Savater y la pasión de vivir

Fernando Savater.

Está viejo. Y blanco. Y guapo, porque ha alcanzado la belleza de quienes ya lo han dicho casi todo varias veces y están por encima de las vanidades humanas: una cosa como Gandalf cuando reapareció todo blanco, hasta el caballo. Esta noche de marzo hemos invitado a cenar a Fernando Savater en el Club de los Iguales de Madrid. Y ha sido impresionante.

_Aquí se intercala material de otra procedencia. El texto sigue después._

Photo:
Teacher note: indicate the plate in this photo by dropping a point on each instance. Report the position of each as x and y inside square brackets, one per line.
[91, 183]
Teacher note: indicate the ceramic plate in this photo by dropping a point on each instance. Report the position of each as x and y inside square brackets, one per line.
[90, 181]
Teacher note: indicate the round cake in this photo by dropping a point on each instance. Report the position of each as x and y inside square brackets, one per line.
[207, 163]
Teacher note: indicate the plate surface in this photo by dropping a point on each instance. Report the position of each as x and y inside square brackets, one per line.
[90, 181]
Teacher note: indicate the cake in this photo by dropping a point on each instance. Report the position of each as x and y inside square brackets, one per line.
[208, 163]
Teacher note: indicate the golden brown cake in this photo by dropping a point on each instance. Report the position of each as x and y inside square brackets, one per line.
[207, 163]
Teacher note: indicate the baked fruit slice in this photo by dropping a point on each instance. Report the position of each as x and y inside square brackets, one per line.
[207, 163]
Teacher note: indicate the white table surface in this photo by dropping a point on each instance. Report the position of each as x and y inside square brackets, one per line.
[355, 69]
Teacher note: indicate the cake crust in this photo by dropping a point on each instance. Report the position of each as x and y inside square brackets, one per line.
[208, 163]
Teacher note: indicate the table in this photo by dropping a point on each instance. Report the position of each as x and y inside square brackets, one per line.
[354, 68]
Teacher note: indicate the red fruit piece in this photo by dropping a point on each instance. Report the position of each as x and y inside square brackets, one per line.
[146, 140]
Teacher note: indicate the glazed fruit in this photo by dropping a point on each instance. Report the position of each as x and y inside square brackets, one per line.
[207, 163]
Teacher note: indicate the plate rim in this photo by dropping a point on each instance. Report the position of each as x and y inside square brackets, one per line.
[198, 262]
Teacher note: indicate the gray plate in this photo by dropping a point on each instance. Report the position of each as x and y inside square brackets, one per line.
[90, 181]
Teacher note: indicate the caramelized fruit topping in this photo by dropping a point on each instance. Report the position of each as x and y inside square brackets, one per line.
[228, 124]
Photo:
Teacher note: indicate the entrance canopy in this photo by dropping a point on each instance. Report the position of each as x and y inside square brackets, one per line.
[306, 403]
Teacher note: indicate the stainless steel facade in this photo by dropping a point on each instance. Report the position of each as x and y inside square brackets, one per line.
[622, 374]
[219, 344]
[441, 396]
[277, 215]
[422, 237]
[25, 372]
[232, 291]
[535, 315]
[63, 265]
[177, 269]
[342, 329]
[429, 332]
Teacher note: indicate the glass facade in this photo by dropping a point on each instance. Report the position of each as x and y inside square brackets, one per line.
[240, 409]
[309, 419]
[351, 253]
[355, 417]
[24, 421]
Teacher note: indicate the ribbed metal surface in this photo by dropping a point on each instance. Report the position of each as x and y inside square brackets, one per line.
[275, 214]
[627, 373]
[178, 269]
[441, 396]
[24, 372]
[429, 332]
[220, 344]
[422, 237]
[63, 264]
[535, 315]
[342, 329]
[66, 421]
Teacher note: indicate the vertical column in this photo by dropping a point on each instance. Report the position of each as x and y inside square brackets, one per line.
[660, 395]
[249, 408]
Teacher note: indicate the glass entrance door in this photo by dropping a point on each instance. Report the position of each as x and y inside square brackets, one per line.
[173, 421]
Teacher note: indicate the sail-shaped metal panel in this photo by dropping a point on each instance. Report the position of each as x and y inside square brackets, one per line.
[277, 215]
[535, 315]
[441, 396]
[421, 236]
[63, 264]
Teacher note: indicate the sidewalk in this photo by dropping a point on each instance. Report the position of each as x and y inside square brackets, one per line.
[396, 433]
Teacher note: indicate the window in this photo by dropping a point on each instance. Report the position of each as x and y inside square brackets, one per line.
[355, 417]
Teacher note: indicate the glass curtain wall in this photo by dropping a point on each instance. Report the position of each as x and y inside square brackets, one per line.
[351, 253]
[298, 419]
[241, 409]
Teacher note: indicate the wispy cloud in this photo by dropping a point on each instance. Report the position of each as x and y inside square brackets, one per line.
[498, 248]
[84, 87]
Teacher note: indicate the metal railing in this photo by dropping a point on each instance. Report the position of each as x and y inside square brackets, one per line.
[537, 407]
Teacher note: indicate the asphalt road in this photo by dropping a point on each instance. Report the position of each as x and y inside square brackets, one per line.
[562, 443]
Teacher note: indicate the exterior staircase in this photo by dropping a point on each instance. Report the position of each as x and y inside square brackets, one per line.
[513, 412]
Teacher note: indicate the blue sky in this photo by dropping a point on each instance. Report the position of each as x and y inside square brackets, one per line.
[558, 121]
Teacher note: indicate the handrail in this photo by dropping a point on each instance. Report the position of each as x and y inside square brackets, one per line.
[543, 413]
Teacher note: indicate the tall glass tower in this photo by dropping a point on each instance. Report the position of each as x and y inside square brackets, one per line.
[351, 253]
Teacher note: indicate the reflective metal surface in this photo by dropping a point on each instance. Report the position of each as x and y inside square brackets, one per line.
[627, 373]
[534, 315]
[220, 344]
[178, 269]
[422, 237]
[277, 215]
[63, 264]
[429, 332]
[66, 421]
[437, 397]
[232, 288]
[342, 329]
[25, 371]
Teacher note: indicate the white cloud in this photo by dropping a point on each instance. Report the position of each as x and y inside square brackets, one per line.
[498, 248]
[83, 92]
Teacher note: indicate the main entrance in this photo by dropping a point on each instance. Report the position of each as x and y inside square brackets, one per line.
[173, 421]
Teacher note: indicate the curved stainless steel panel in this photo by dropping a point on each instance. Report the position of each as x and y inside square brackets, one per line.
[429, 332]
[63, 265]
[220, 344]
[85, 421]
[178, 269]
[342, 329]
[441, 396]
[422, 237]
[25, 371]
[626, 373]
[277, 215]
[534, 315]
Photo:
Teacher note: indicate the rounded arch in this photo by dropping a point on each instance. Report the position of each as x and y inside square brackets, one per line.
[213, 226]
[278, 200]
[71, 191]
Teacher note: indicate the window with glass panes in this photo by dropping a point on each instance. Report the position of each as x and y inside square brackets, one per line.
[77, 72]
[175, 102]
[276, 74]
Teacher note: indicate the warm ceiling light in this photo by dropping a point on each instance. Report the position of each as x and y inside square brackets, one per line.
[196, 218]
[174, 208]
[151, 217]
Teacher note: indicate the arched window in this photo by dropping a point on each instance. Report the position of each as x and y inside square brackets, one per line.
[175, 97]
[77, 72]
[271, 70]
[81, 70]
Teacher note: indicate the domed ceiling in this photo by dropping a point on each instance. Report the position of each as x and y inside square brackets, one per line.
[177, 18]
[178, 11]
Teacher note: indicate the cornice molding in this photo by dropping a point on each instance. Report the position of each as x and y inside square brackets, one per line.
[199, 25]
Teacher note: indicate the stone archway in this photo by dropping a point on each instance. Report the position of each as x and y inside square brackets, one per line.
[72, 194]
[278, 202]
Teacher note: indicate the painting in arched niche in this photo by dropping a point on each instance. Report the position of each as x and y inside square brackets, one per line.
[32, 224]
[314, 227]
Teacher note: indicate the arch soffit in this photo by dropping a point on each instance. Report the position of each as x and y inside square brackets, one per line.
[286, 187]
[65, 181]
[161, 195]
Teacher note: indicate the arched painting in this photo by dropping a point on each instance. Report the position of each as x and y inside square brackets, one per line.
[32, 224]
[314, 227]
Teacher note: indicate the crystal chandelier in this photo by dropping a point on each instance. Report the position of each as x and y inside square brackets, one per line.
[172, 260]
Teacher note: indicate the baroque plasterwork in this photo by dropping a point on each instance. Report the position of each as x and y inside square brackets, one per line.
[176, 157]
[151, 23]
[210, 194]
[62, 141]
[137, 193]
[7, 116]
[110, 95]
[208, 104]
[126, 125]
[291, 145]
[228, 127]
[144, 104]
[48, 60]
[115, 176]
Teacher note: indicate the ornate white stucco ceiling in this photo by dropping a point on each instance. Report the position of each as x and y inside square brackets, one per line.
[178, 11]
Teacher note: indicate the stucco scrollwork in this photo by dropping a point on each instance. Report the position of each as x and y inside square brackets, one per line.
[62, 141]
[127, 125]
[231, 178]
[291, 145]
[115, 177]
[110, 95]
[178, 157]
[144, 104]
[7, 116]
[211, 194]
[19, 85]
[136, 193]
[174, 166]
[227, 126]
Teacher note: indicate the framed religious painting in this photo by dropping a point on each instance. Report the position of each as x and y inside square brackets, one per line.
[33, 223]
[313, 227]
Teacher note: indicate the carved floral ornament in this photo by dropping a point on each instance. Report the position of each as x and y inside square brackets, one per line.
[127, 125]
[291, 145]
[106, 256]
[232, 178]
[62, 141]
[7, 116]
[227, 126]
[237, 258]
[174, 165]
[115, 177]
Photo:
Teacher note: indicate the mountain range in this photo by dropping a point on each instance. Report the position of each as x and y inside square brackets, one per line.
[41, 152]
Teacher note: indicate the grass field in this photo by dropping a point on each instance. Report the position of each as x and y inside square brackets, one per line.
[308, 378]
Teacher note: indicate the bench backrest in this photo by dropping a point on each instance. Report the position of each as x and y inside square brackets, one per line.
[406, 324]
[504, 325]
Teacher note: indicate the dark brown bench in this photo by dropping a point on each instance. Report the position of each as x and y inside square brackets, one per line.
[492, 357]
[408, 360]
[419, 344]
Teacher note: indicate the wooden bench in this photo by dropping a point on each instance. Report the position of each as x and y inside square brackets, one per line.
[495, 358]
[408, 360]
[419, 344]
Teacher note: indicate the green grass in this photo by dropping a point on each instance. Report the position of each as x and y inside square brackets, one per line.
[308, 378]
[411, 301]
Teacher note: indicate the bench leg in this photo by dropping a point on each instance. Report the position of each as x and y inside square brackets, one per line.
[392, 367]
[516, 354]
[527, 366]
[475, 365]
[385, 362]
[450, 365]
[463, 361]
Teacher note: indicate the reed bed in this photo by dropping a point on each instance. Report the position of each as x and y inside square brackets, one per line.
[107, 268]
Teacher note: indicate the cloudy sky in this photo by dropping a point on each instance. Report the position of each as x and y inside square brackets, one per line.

Ustedes quizá no sepan qué es el Club de los Iguales. Se lo explico en un minuto. Es un grupo de gente inteligente, variada y despierta que ahora mismo funciona en Vitoria, en Bilbao, en Barcelona, en Sevilla y en Madrid. Hay de todo: filósofos, catedráticos, juristas, científicos, ingenieros, estudiantes, artistas. Incluso periodistas. Nos reunimos una vez al mes e invitamos a cenar a alguien cuya presencia y conversación resulta interesante para todos los demás. Hay un orden de intervenciones: nadie interrumpe a nadie, nunca. Al invitado se le ametralla con preguntas (el pobre es el único que casi no cena) y siempre se respeta el acuerdo de publicar, si acaso, quién ha venido, pero no qué ha dicho. Yo estoy saltándome hoy, menos que a medias, ese compromiso, pero con la anuencia del convener del Club en Madrid, Javier Otaola: “Sé discreto”. Lo soy. Por ese foro han pasado, entre muchísimos más, Amelia Valcárcel, Ángel Gabilondo, Juan Eslava Galán, Juan Carlos Girauta, Javier Gomá, Juan Soto Ivars y Jesús Cacho. Fernando Savater es nada más que el último. Y uno de los más deslumbrantes. Hay tumulto para lograr sitio en la mesa.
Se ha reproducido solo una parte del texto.